最高裁が裁判員制度は合憲との初判断を示した(テレビ東京)

最高裁が裁判員制度は合憲との初判断を示した(テレビ東京)

フィリピン国籍の女の被告(45)が覚醒剤約2キロを持ち込んだとして起訴された事件で、一審・千葉地裁の裁判員裁判は懲役9年、罰金400万円とし、二審も支持。弁護側は上告審で「裁判員裁判は憲法で認められていない」と主張した。

大法廷は判決理由で、旧憲法の「裁判官による裁判」が、現憲法で「裁判所による裁判」とされ、憲法制定過程でも陪審制や参審制を認める見解が示されていたと指摘。

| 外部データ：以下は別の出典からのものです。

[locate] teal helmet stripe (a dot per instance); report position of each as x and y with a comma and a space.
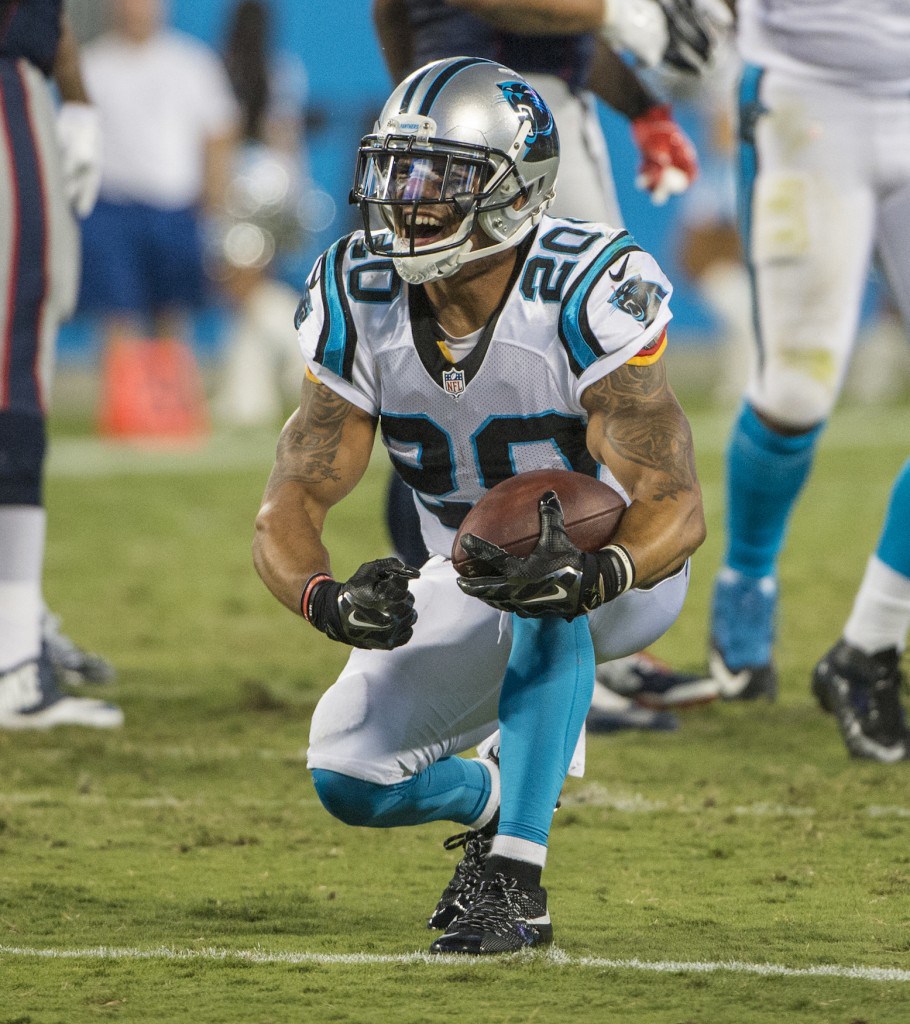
443, 78
407, 98
339, 336
580, 343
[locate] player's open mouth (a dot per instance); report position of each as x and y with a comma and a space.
424, 228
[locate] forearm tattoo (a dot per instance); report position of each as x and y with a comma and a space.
643, 423
309, 443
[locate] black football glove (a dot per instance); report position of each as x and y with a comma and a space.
374, 609
556, 579
693, 28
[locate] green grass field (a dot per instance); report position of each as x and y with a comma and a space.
740, 869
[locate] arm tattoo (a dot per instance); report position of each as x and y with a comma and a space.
643, 423
310, 441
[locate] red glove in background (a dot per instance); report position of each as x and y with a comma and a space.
669, 163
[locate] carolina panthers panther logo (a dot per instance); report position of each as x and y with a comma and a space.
543, 142
641, 299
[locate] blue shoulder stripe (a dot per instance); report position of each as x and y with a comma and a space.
574, 331
338, 338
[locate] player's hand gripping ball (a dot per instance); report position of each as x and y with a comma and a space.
538, 544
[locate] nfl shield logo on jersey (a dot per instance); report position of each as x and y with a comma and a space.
453, 381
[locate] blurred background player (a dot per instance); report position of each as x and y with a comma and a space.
708, 248
263, 220
169, 120
860, 679
49, 160
824, 123
560, 49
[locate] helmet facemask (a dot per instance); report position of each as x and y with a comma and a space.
461, 165
422, 199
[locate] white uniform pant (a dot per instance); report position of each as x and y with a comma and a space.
391, 714
831, 186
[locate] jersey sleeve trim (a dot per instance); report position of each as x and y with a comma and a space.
574, 330
338, 339
318, 374
651, 352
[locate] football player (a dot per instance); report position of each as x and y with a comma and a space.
825, 162
49, 173
860, 679
482, 339
554, 45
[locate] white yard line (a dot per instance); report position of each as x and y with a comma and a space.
554, 956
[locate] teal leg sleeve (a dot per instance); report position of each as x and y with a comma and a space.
546, 695
450, 790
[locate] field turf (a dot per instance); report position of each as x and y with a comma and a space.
741, 869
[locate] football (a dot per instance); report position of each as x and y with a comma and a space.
508, 515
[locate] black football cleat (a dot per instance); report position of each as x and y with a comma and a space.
468, 873
72, 665
863, 692
501, 918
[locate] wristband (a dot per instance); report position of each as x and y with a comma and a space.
306, 598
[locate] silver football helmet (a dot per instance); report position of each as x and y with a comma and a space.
461, 143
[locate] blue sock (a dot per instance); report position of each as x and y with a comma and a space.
546, 694
766, 471
894, 545
450, 790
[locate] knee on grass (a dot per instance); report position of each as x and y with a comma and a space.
356, 802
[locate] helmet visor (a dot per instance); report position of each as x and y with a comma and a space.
420, 177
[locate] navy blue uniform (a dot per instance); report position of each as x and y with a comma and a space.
440, 31
35, 288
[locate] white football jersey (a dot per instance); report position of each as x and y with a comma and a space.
864, 44
583, 299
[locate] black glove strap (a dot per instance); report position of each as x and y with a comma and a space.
615, 571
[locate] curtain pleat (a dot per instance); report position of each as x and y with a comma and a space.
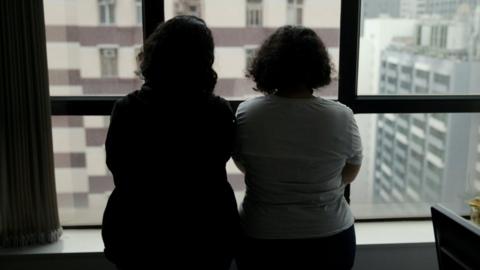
28, 205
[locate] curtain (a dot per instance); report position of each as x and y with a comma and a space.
28, 206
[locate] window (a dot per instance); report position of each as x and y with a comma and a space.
295, 12
405, 133
249, 55
107, 11
423, 42
254, 13
188, 7
108, 62
138, 12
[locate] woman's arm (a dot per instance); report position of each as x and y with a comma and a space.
349, 172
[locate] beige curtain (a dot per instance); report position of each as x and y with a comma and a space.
28, 206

裁判官に限る明文規定もなく「国民の司法参加が禁じられていると解すべき理由はない」とした。

その上で合憲かどうかは適正な刑事裁判を妨げないかどうかで判断すべきだと指摘。法令解釈は裁判官が行い、裁判員は事実認定や量刑について評決する仕組みを通じ「良識ある結論に達することが十分期待できる」として制度は合憲とした。

裁判員裁判では裁判官が自らの意見と異なる判決を出すことがあり得るが、大法廷は「裁判官の多数意見が常に結論でなければならないということはない」とも述べた。判決は15人の裁判官全員一致で、個別意見は出なかった。

大法廷は最高裁長官が裁判長となり、15人の裁判官全員で構成。新たな憲法判断をする場合などに開く。